Yes, that is one of the appellate cases, but there are a number of them now not only in Ontario but also in Quebec and in B.C., and they all follow the Sinclair reasoning, so we know it is an objective test.
The difference between what's in the code now and what is proposed by Bill S-224, including with the Bloc's proposed amendment, is the bill would change the legal test. The legal test—the test that would need to be proved—would no longer be whether a reasonable person in the victim's circumstances would believe that their physical or psychological safety would be threatened if they failed to do what was being asked of them. The legal test would be whether the accused caused the victim to provide their labour or services through one or another of the illicit means.
Subsection (2) in the Bloc's amendment is an interpretive provision. It's not a legal test. In determining whether that legal test would be met if it was law, the court would then look at whether the victim subjectively feared for their safety. At least, that is the way I'm reading this amendment.

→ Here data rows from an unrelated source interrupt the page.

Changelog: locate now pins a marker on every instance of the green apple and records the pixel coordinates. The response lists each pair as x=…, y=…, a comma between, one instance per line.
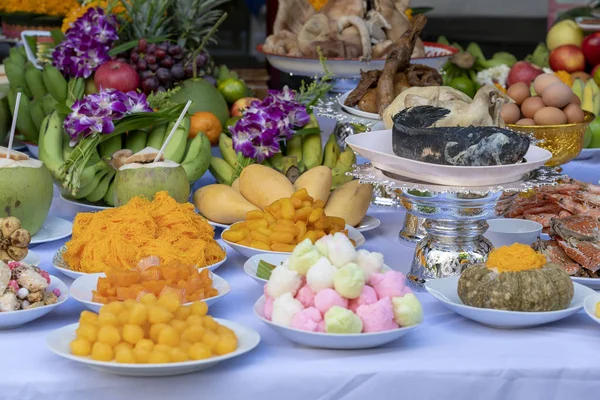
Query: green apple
x=594, y=128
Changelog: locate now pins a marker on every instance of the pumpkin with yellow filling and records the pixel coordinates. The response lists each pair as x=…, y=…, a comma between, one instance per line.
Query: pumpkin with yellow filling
x=516, y=278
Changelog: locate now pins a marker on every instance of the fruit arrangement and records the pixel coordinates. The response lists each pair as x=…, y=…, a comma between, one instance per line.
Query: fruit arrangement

The fear for safety in the Bloc's amendment is different from what is currently in subsection 279.04 (1), which is an entirely objective test, meaning that the Crown does not have to prove the victim in that particular case actually experienced fear. Here, that would be required, and the judge would consider whether the victim experienced fear. Then, I assume if the judge or the jury were to find that the victim did experience fear, that would weigh in favour of the legal test being met.